O secretário-geral do partido, Silvio Pereira, o “Silvinho”, descarta investigação sobre as atividades de Delúbio Soares:
- Não há necessidade. Não há nada contra ele.
No mesmo tom, Paulo Ferreira, secretário de Relações Internacionais do PT:
- Delúbio é quadro de confiança e seu afastamento não está em pauta.
O tesoureiro permanece recluso, protegido da imprensa. No final do dia, deixa a sede do PT apressado, mais uma vez. Agora, abaixado no banco de trás de um carro, com vidros escuros. Outro veículo, para despistar, deixara o local pouco antes, pretendendo confundir os jornalistas. Coisa de máfia.

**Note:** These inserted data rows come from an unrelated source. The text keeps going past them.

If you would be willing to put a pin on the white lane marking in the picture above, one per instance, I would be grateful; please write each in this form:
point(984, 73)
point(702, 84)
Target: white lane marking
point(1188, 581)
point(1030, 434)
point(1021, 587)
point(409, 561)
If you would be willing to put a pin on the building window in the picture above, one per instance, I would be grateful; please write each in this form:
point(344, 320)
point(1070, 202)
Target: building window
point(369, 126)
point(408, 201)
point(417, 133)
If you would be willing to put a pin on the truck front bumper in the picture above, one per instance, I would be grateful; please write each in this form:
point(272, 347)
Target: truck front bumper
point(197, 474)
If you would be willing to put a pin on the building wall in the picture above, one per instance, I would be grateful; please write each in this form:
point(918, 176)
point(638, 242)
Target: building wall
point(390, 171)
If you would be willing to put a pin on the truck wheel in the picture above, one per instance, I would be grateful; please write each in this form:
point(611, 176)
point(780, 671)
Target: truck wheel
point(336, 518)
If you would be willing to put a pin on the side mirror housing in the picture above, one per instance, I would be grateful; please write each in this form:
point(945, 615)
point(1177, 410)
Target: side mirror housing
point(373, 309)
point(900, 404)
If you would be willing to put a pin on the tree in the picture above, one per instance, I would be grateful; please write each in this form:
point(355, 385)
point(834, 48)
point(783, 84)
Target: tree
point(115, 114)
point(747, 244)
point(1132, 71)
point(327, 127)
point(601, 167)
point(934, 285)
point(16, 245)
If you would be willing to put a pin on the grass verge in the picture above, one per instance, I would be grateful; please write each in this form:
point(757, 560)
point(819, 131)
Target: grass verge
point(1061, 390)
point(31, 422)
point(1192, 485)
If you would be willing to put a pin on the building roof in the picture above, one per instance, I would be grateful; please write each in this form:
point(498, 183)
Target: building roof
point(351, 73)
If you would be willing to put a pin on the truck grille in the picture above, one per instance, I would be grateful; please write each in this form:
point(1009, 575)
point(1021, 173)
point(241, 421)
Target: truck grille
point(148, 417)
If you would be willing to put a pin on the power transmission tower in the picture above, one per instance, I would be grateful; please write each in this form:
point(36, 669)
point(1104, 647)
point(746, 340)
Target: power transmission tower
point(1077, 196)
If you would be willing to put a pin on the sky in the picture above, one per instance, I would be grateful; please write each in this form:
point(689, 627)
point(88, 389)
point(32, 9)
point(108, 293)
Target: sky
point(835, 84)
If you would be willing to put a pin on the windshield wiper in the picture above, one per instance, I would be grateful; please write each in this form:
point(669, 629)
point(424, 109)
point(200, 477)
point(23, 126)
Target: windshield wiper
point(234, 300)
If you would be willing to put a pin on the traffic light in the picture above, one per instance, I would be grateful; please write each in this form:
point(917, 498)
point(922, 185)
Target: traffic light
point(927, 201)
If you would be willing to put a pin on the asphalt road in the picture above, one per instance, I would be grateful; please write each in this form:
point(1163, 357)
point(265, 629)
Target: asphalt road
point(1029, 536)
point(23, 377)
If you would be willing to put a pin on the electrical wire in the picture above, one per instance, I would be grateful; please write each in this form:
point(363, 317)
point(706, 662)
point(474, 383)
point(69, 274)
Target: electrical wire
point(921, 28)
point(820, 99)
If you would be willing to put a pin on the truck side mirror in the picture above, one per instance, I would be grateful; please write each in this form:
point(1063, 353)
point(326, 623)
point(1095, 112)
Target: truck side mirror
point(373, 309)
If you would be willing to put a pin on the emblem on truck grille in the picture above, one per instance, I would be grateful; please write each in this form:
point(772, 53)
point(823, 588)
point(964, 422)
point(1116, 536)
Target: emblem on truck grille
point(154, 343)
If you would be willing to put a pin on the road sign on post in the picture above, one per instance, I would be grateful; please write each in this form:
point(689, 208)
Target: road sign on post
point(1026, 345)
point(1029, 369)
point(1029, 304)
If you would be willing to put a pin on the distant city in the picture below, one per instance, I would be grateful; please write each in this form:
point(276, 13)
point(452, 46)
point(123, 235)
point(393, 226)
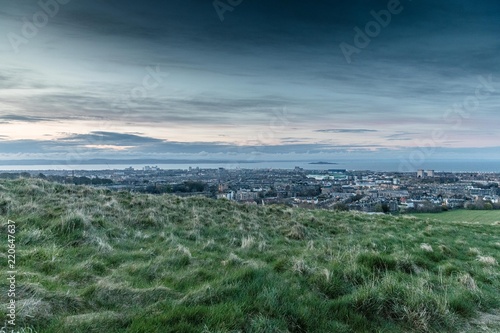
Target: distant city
point(335, 188)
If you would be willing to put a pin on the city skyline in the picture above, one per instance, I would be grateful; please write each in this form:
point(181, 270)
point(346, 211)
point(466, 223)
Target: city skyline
point(404, 80)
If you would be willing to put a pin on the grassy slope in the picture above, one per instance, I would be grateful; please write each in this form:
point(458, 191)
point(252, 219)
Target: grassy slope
point(462, 215)
point(95, 261)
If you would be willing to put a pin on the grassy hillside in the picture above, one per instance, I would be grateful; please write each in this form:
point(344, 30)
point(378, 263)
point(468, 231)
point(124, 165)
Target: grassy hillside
point(463, 215)
point(91, 260)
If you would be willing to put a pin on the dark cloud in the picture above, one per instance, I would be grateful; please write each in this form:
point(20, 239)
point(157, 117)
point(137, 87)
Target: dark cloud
point(347, 130)
point(28, 119)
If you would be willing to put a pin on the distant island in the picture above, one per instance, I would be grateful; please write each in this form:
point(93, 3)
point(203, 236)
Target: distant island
point(322, 163)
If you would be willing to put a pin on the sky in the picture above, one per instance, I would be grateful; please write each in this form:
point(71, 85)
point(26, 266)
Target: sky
point(250, 80)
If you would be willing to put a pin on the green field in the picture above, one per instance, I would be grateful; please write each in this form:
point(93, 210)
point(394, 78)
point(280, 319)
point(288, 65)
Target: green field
point(463, 215)
point(92, 260)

Declaração da senadora Heloísa Helena (PSOL-AL). A ex-petista diz que o governo Lula entregou a máquina pública “para ser parasitada por delinquentes de luxo”:
- Tenho absoluta convicção de que ninguém da cúpula palaciana do PT age isoladamente montagem dos crimes contra a administração pública. Se Delúbio, Waldomiro e outros, entre aspas, quadros partidários agiam, é porque havia autorização e leniência do presidente Lula. Pelo que eu conheço do PT, não existe atuação individual.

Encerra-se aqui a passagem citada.